2.平均年間給与は、税込み支給額で、基準外給与および賞与を含んでおります。

3.全社(共通)として記載されている従業員数は、特定のセグメントに区分できない管理部門等に所属している人員であります。

 

(3)労働組合の状況

 当社および連結子会社には、アドバンテスト労働組合等が組織されており、アドバンテスト労働組合は全日本電機・電子・情報関連産業労働組合連合会に加盟しております。
 なお、労使関係について特記すべき事項はありません。

 

 

(4)管理職に占める女性労働者の割合、男性労働者の育児休業取得率および労働者の男女の賃金の差異
① 提出会社

当事業年度

管理職に占める女性労働者の割合(%)

(注)1

男性労働者の育児休

業取得率(%)

(注)2

労働者の男女の賃金の差異(%)

(注)3

全労働者

正規雇用労働者

非正規雇用労働者

3.6

66.6

74.0

73.2

85.7

 (注)1.(1)「女性の職業生活における活躍の推進に関する法律」(平成27年法律第64号)の規定に基づき算出したものであります。
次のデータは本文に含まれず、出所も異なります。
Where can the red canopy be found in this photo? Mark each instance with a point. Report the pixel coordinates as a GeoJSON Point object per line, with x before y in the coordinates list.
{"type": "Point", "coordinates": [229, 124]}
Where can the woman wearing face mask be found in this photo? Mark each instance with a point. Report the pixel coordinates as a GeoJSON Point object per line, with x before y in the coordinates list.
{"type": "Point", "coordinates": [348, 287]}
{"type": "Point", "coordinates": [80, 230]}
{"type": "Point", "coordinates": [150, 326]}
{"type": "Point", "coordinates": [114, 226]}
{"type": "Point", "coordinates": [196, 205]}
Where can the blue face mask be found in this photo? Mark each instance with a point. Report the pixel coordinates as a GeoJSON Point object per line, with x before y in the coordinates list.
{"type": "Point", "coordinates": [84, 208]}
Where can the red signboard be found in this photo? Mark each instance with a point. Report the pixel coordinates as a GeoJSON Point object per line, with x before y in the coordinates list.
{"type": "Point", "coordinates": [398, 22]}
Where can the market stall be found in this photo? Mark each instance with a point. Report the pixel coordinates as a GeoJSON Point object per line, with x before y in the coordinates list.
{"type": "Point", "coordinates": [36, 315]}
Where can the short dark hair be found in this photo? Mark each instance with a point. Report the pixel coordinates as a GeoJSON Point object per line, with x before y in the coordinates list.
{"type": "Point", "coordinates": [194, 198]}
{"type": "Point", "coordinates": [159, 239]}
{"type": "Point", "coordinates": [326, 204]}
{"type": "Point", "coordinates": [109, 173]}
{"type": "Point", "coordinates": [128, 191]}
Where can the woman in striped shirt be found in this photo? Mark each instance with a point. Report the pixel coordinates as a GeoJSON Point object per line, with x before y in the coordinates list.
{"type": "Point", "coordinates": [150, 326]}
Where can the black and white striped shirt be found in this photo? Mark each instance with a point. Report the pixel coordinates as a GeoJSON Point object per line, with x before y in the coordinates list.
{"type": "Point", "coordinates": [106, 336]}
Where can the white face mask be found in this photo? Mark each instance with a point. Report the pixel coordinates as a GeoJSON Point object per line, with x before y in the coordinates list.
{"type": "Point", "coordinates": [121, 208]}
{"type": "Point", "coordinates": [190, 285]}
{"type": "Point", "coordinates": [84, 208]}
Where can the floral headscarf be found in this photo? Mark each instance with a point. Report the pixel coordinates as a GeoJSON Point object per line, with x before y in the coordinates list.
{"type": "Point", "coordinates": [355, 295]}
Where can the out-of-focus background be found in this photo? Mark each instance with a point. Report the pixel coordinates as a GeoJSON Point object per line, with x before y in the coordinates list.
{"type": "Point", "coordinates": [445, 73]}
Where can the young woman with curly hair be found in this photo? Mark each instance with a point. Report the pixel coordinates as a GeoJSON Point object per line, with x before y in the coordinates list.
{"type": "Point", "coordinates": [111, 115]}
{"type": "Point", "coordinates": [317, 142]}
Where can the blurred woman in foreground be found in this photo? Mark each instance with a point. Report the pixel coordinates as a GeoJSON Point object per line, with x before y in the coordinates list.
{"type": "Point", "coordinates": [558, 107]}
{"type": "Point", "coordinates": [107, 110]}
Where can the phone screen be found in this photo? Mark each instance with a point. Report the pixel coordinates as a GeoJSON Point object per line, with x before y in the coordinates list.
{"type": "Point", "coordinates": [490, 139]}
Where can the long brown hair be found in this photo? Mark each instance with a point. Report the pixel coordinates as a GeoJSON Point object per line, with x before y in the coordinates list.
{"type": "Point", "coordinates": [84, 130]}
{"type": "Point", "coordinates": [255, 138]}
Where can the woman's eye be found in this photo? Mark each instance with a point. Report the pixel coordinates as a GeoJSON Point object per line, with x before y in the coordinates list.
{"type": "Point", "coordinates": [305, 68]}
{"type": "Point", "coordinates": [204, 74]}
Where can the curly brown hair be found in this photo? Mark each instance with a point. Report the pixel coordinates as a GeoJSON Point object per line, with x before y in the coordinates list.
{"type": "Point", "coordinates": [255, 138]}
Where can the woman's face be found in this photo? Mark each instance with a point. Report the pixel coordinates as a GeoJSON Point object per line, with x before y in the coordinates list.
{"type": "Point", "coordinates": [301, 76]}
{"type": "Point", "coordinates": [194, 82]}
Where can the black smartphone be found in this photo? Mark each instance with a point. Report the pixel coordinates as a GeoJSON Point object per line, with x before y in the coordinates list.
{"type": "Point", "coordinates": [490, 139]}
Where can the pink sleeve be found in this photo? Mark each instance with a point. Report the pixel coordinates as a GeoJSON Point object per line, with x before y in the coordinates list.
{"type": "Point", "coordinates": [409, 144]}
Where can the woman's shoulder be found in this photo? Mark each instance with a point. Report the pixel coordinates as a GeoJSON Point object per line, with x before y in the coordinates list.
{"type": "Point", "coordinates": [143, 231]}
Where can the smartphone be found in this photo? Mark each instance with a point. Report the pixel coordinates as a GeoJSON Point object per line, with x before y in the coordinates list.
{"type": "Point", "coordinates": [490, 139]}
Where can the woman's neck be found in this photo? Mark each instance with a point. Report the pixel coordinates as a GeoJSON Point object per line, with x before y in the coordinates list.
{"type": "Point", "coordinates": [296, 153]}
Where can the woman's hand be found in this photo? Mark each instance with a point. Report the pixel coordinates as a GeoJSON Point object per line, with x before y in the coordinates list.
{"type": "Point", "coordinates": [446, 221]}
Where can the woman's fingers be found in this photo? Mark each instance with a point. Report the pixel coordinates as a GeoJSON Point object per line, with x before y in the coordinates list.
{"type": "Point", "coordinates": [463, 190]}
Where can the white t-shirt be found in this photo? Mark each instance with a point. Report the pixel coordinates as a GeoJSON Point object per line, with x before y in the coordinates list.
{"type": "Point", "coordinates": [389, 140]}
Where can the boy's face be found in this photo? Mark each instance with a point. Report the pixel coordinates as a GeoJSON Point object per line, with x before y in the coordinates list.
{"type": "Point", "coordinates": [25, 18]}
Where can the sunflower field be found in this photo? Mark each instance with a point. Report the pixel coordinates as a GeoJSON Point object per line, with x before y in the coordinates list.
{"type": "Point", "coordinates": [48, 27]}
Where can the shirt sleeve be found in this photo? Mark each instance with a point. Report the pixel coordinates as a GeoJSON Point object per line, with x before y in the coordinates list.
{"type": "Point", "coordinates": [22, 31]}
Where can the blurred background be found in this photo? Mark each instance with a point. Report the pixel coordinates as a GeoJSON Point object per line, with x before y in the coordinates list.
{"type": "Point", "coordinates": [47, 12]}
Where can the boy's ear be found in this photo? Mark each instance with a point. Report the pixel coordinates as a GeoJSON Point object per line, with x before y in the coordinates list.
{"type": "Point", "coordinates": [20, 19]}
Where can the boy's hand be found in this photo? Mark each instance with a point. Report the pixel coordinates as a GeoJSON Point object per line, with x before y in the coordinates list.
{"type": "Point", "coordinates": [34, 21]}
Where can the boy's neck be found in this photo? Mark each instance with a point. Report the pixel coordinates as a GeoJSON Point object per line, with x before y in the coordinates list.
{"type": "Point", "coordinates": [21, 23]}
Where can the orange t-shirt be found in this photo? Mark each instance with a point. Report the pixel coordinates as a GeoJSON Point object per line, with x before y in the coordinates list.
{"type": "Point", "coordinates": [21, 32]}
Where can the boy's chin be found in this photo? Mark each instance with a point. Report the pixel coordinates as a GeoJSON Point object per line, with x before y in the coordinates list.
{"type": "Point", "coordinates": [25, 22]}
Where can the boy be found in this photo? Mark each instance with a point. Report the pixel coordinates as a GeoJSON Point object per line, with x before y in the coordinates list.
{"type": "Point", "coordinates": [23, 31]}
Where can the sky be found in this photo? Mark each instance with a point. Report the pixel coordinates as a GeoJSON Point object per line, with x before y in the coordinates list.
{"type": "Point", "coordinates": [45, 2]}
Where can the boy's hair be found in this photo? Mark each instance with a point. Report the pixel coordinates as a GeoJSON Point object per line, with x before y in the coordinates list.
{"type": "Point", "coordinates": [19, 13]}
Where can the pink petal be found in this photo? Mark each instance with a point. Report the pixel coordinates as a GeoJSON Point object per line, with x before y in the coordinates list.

(2)提出会社からの出向者を含み、提出会社への出向者を含んでおりません。

2.(1)「育児休業、介護休業等育児又は家族介護を行う労働者の福祉に関する法律」(平成3年法律第76号)の規定に基づき、「育児休業、介護休業等育児又は家族介護を行う労働者の福祉に関する法律施行規則」(平成3年労働省令第25号)第71条の6第1号における育児休業等の取得割合を算出したものであります。

(2)提出会社からの出向者を含み、提出会社への出向者を含んでおりません。

(3)子供の出生時に最大5日間取得できる特別有給休暇取得者は含んでおりません。

   (参考)2024年度の男性社員の育児休職または特別有給休暇の取得率:83%

       2024年度の男性社員の育児休職取得者の平均取得期間:53日

3.(1)「女性の職業生活における活躍の推進に関する法律」(平成27年法律第64号)の規定に基づき算出したものであります。

(2)「正規雇用労働者」とは、正規雇用の従業員であります。

(3)「非正規雇用労働者」とは、嘱託(有期、無期)およびパート・アルバイトであります。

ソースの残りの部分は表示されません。